Washington Blade - May 20, 2009
Lou Chibbaro Jr.
Congress passed the Cold War-era act to provide an expedited and mostly automatic approval process for Cubans seeking refuge in the United States from Cuba's Communist government, which U.S. officials and human rights advocates labeled as highly oppressive.
But following a lengthy application and appeal process, Hernandez, 40, who lives in Arlington, Va., was turned down for admission under the Cuban Adjustment Act in 2005 because he's HIV positive.
U.S. immigration officials told him that the longstanding U.S. ban on HIV-positive visitors and immigrants - a part of U.S. law and regulation - would take precedent over the Cuban Adjustment Act.
Last year, Congress repealed the law that put in place the HIV visitor and immigrant ban.

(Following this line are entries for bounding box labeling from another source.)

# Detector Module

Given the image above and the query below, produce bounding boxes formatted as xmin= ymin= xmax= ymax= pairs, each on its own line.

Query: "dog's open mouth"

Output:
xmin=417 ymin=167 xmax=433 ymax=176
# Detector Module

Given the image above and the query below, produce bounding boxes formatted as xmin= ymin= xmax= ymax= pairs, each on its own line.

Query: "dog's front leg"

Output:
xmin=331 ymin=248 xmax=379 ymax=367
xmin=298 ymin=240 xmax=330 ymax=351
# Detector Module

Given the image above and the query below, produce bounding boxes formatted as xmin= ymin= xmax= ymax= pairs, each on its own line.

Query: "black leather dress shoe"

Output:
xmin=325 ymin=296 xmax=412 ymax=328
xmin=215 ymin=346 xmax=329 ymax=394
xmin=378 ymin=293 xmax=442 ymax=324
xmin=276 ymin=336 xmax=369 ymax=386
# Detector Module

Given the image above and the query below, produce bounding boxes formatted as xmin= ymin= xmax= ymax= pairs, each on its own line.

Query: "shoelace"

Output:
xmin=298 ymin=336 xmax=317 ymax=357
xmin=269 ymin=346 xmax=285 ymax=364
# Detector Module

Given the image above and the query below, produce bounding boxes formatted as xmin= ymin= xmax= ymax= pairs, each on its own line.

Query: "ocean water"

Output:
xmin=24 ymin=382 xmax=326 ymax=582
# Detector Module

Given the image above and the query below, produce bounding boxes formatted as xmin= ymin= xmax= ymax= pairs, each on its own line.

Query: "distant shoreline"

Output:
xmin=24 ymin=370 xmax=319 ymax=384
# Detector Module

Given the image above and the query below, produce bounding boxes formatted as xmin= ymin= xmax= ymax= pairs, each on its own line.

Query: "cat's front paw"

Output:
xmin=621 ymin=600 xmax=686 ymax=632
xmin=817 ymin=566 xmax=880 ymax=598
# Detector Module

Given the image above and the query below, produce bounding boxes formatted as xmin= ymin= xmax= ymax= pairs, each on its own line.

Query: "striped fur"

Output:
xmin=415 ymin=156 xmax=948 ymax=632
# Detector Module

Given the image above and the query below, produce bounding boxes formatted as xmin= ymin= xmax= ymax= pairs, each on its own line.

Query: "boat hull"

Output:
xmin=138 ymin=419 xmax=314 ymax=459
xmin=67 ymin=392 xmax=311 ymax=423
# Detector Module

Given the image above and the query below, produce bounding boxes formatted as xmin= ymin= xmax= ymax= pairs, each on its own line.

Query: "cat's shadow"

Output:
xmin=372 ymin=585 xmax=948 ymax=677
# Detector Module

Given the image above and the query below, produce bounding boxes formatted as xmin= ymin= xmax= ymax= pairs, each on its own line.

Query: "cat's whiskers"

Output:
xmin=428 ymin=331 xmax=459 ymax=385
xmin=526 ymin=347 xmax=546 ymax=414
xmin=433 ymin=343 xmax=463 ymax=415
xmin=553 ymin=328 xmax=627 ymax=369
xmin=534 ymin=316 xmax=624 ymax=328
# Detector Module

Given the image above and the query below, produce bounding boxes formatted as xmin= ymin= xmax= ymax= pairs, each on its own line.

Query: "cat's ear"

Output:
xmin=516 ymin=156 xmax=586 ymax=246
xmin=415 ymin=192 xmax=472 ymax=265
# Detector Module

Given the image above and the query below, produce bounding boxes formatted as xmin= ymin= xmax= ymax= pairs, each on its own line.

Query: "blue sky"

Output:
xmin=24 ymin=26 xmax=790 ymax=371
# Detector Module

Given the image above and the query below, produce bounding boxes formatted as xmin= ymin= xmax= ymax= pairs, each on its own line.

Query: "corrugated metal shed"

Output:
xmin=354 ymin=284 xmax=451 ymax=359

However, the ban remains a part of regulations governing admissibility of immigrants under the U.S. Department of Health & Human Services' handling of infectious diseases.
The Obama administration has taken steps to repeal the regulation, but the bureaucratic process for repealing the regulation is not expected to be completed until later this year or early next year, according to HHS officials.
Meanwhile, Hernandez has put aside his application under the Cuban Adjustment Act and has applied for U.S. political asylum, which is not influenced by his HIV status.
Hernandez, who works as a caseworker assisting HIV patients at Washington's La Clinica Del Pueblo, was considering but had yet to agree to an interview for this story.
His asylum application comes at a time when President Obama and Secretary of State Hillary Clinton are reviewing U.S. policies toward Cuba. Some members of Congress are calling for the lifting of U.S. economic sanctions against the government of Raul Castro, brother of longtime Cuban dictator Fidel Castro.
Hernandez's attorney, Christopher Nugent, has filed legal briefs with immigration officials pointing to anti-gay persecution in Cuba. The briefs also state that Cuba has a longstanding policy of "isolating" HIV-positive Cubans by placing them against their will in treatment facilities known for failing to provide adequate medical care.
An immigration official initially rejected Hernandez's asylum application April 1, saying the gay Cuban failed to provide adequate evidence that he would face government-sanctioned persecution if he were to return to his homeland.
Another official has since reinstated the asylum application after Nugent asked the earlier ruling to be reconsidered on grounds that the first official didn't take into consideration the voluminous documentation submitted by Nugent indicating Hernandez would face incarceration and possible torture if forced to return to Cuba.
Nugent said Hernandez could have received an exemption from the HIV immigrant ban if he had "qualifying family members" in the U.S. But a legal filing shows Hernandez has no close relatives in the country, and his parents and siblings in Cuba are affiliated with the Communist Party and have long since disowned him.
"Mr. Hernandez à established that there exists a pattern and practice of state-sponsored and condoned persecution of political dissidents, openly gay men, and people with HIV," Nugent says in one of his briefs.
"These people are commonly quarantined in sanatoria, obviously in violation of their human rights, and/or sent to military prisons when considered dissidents," he says.
"Due to his defection to the United States, Mr. Hernandez will be treated as an enemy of the state," Nugent says, meaning Hernandez likely would be "imprisoned and tortured due to his opposition to the Cuban government, as evidenced by his defection."
Upon being "imprisoned in a sanatoria or military prison by virtue of his dissidence and homosexuality," Nugent says in one of the briefs, Hernandez "will be invidiously provided inferior medical care, which will only accelerate his demise from complications of his HIV disease."
Nugent says that Hernandez has developed a resistance to a number of widely used anti-viral medications used to treat HIV, raising concern that more sophisticated treatment regimens may not be available to him in Cuba.
Spokespersons for the Cuban Interest Section in Washington, which serve as an unofficial Cuban embassy to the U.S., could not immediately be reached. A spokesperson for the Cuban Mission to the United Nations in New York did not return the Blade's call.
According to Nugent, Hernandez first defected from Cuba in 1993 when he worked for the Cuban tourist bureau in Brazil. He lived in Brazil as an "undocumented" resident, Nugent said, until he became romantically involved with a Canadian diplomat and later accompanied the diplomat when he was transferred to the U.S. in 2000.
As the diplomat's domestic partner, Hernandez obtained a U.S. visitor's visa. A short time later, Nugent said, Hernandez and the Canadian diplomat ended their relationship. Hernandez obtained approval to renew his visitor's visa for a little over a year, making him eligible to apply for U.S. residency under the Cuban Adjustment Act.
The application and appeal process for Cuban Adjustment Act admissibility - for which the Whitman-Walker Clinic's legal department represented him - lasted until 2005, Nugent said. At that time, Nugent's law firm, Holland & Knight, agreed to take Hernandez's case on a pro-bono basis.